Canadian astronomy students perfect their skills in Hawaii

End of May 2018, evenings were warm and humid on the Hawaii Big Island as the dust from the Kilauea volcano eruption a couple weeks earlier was still settling. Six Canadian students were about to take part of the ten day Maunakea Graduate School (MKGS) under the supervision of professional astronomers. Together, students and astronomers participated in conferences and proceeded to visit the great Hawaiian observatories located atop the dormant volcano Maunakea. The program was an exciting one: understand instruments used in astronomy, learn about observatory operations, conceive and lead a scientific program on the Canada-France-Hawaii telescope (CFHT) and Gemini-North, and of course, take in some Hawaiian culture.

The students, Stéphane Courteau (far right) and all the staff from the Canada-France-Hawaii Telescope, in front of the CFHT headquarters in Waimea.

This was the 8th edition of the MKGS, a program created and lead by Stéphane Courteau, a professor at Queen’s University in Kingston, Ontario. The Institute for research on exoplanets (iREx) is also proud to be associated with this unique program. The MKGS presents an opportunity for six Master’s or PhD students in astrophysics to explore modern techniques in observational astronomy. Observatories, which once saw astronomers come on site to operate their telescopes, now function remotely via a ‘queue mode’, where it is rather a resident astronomer that conducts observations and later shares them with the principal investigators. Opportunities for our next generation of astronomers to learn off-hand how observatories work and to operate telescopes directly have all but disappeared. Hence the emphasis of the MKGS on astronomical instrumentation and observational methods to better educate our students and allow them to hone their skills as astronomers. During our school, resident astronomers, staff and engineers give several presentations, complemented by technical demonstrations and laboratory tours. The CFHT and Gemini-North, which both enjoy Canada’s membership, have hosted the MKGS since 2010.

The caliber of participating students was particularly high this year.

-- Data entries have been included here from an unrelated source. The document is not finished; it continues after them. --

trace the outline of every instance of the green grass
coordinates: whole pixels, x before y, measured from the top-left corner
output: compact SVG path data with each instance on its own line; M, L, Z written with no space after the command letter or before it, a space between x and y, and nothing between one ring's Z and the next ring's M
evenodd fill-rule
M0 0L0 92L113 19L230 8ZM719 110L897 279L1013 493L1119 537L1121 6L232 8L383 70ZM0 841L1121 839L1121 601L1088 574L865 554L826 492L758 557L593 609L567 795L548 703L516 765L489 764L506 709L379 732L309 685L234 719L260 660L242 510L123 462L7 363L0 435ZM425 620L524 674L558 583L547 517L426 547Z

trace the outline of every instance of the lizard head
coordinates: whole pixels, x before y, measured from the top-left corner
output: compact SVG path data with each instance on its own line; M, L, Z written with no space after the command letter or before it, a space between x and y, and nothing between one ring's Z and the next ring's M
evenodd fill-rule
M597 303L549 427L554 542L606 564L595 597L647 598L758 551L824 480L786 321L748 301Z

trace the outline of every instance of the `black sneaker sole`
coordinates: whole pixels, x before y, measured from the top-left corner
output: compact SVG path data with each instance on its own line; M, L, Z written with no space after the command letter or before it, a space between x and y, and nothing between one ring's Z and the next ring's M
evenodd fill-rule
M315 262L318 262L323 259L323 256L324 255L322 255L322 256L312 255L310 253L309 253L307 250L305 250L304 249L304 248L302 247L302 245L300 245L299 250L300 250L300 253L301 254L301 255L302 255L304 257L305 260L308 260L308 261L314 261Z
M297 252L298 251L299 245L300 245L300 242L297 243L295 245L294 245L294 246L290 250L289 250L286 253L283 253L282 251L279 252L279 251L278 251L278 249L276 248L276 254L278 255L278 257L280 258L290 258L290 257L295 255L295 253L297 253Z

Anne Boucher iREX/Université de Montréal), Hope Boyce (McGill University), Michael Calzadilla (Massachusetts Institute of Technology), Marie-Eve Desrochers (iREX/Université de Montréal), Brittany Howard (University of Victoria), and Connor Stone (Queen’s University) all proved to be very curious and enthusiastic throughout the internship. They were supervised by Stéphane Courteau, with support from Loïc Albert (associate researcher at iREX/Université de Montréal) and Marja Seidel (astronomer at IPAC/Caltech).

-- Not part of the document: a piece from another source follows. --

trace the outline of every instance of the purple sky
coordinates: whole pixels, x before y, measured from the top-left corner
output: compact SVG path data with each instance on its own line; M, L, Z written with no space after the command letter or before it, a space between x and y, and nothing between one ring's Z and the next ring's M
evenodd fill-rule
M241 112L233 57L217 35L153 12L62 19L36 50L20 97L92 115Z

The students at Gemini Observatory headquarters in Hilo, with Gemini director Laura Ferrarese (in the center).

One of the highlights of the MKGS stems from the generosity of CFHT and Gemini, who each provide two hours of discretionary time for our students to conduct their observations of some of the biggest telescopes in the world. The students each propose a detailed science case, and select the best ones amongst themselves, emulating procedures followed by Canadian astronomers on the world stage. Weather permitting, as was the case this year, observations are taken on site (in classic mode) and subsequently analyzed.

The team on Canada-France-Hawaii Telescope catwalk. In the background, we see Gemini Telescope (on the left) and University of Hawai’i 2.2m telescope (on the right). From left to right: participants Hope Boyce, Michael Calzadilla and Connor Stone, Marja Seidel (astronomer at IPAC/Caltech), Laurie Rousseau-Nepton (Canada-France-Hawaii resident astronomer), participants Marie-Eve Desrochers and Anne Boucher, Mary Beth Laychak (Canada-France-Hawaii Outreach Program manager), and participant Brittany Howard.

The beginning and end of this journey took place at the CFHT headquarters in Waimea. The group also travelled to the Gemini-North headquarters in Hilo and the Maunakea summit, spending the night at the astronomers’ residences in Hale Pohaku, in order to visit the different telescopes (CFHT, Gemini, JCMT, Keck, Subaru).

A first of this year was the meeting with Lanakila Mangauil, a strong proponent of Hawaiian culture and opponent to building TMT on Maunakea, which ranks as one of the best sites in the world for observational astronomy. The CFHT director, Doug Simons, who had informed our students about the sensitive topic of Maunakea developments and growth on the sacred mountain, also joined the group to the Hawaiian Cultural Center of Hamakua, which Lanakila established a couple years ago in Honoka’a. The meeting, and the opportunity to appreciate each other’s viewpoints, was a great success and will be featured again next year.

The next edition of the MKGS will take place in April/May next year; an announcement will be made this fall for candidates to apply.

The realization of this program (MKGS) is made possible by contributions from iREx, CFHT and Gemini observatories, as well a number of astronomers from Canada and Hawaii.